Another group is Monadnock Buy Local (we like them on Facebook). Recently, I met with Jen Risley to get some more information. She explained that they work with local businesses, entrepreneurs, and schools. A lot of their work can be done online, by connecting people and sharing ideas. It sounds to me like they are building social capital and a stronger community. She also recommended that I read a book by a local author, Antioch professor Tom Wessels. It is called The Myth of Progress and helped me to understand some key concepts.
Wessels is concise, conveying the feeling of a deep understanding of and connection to the subject matter. By calling into question some assumptions we may hold, he challenges us to be pro-active. Starting today, we can begin to integrate our lives with the community, and we shouldn't wait for a law or someone to tell us to do so. The local economy is a system, better understood as a whole rather than by its individual parts. In fact, Wessels says, "...we are deceived into a sense that we can control things like nature, the economy, or social problems by tinkering with parts."
There is strength in diversity. Wessels uses examples from the natural world. In evolution, we see mutualism between species, where everyone gains and the ecosystem is made more resilient. Looking at a system in its entirety, a cheaper upfront price often masks the true costs. "If the price of all products truly reflected the cost in energy consumption related to their production and shipping, energy efficient products would have the lowest prices, and a market system would naturally push for energy efficiency," Wessels tells us. Thus, the initial savings on a cheaper product are fleeting, while the premium we may be paying for a locally-produced product are actual savings in the long-run.
As an economics student at Keene State, I've learned that this is consistent with economic theory. Your neighbors are your customers and employees, so aggregate demand is boosted by shopping locally. And sustainability is really just a long-term approach, in which a community is healthy because it can adapt to changes.

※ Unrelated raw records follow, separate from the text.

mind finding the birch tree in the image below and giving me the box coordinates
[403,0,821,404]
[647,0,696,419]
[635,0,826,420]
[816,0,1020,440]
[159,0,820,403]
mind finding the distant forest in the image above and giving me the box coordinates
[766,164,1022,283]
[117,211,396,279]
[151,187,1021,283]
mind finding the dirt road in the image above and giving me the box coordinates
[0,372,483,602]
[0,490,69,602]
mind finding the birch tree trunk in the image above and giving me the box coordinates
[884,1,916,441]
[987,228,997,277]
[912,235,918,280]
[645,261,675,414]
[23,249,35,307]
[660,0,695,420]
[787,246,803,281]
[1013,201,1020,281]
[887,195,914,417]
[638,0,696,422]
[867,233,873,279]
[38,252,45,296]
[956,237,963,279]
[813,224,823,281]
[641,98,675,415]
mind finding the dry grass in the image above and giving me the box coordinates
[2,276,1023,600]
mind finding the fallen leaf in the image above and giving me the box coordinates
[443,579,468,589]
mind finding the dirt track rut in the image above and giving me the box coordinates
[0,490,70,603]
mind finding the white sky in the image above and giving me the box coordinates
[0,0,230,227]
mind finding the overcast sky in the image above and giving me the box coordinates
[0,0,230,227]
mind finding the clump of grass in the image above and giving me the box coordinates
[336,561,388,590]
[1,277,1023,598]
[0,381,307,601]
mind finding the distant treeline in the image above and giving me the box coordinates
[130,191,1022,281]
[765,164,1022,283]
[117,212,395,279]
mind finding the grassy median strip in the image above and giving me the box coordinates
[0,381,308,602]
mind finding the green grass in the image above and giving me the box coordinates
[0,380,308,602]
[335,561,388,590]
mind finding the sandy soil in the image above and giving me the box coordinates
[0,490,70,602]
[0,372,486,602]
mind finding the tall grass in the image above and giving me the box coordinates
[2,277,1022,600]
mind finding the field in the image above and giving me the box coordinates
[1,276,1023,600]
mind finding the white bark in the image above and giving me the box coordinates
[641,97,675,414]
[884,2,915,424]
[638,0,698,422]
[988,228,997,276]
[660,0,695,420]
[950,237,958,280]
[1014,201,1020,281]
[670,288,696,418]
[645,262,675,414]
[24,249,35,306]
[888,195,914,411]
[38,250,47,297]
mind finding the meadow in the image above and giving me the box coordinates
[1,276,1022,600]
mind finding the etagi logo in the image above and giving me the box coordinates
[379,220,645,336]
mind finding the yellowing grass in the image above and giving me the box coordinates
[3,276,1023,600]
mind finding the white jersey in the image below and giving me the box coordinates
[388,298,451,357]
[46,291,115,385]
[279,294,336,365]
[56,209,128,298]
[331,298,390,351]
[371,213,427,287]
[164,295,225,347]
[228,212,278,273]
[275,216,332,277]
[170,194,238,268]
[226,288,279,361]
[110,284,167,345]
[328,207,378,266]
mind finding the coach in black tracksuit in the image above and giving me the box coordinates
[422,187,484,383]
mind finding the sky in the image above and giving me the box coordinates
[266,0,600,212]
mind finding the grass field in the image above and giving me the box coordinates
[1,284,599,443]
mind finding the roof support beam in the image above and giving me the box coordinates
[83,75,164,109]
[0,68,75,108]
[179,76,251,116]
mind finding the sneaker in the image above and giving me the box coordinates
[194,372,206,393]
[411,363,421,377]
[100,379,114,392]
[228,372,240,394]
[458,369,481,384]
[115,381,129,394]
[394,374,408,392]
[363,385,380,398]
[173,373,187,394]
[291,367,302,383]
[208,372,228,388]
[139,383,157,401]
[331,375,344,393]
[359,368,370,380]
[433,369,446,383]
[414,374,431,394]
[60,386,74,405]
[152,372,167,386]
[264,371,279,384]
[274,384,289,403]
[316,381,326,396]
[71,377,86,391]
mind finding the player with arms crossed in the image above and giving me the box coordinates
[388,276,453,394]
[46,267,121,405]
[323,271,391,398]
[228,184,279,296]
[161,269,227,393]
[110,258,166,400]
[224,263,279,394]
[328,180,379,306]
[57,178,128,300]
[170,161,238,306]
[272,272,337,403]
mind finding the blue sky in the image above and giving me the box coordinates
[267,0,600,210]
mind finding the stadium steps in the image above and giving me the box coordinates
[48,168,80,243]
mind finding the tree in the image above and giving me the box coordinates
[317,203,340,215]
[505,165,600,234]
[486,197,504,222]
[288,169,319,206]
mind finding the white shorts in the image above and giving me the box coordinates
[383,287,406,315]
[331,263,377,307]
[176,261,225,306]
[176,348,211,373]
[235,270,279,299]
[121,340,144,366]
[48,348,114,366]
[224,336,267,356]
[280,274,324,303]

I was familiar with a few of the names mentioned in Wessels' book, such as Steve Keen and Al Bartlett, and I might add my own, Jeremy Rifkin's Empathic Civilization, if you want to learn more. Wessels also taught me something about Pisgah State Park, right here in our own backyard. At over 13,000 acres, it's second largest state park in New England and home to some old-growth trees. I'll have to go out there and explore!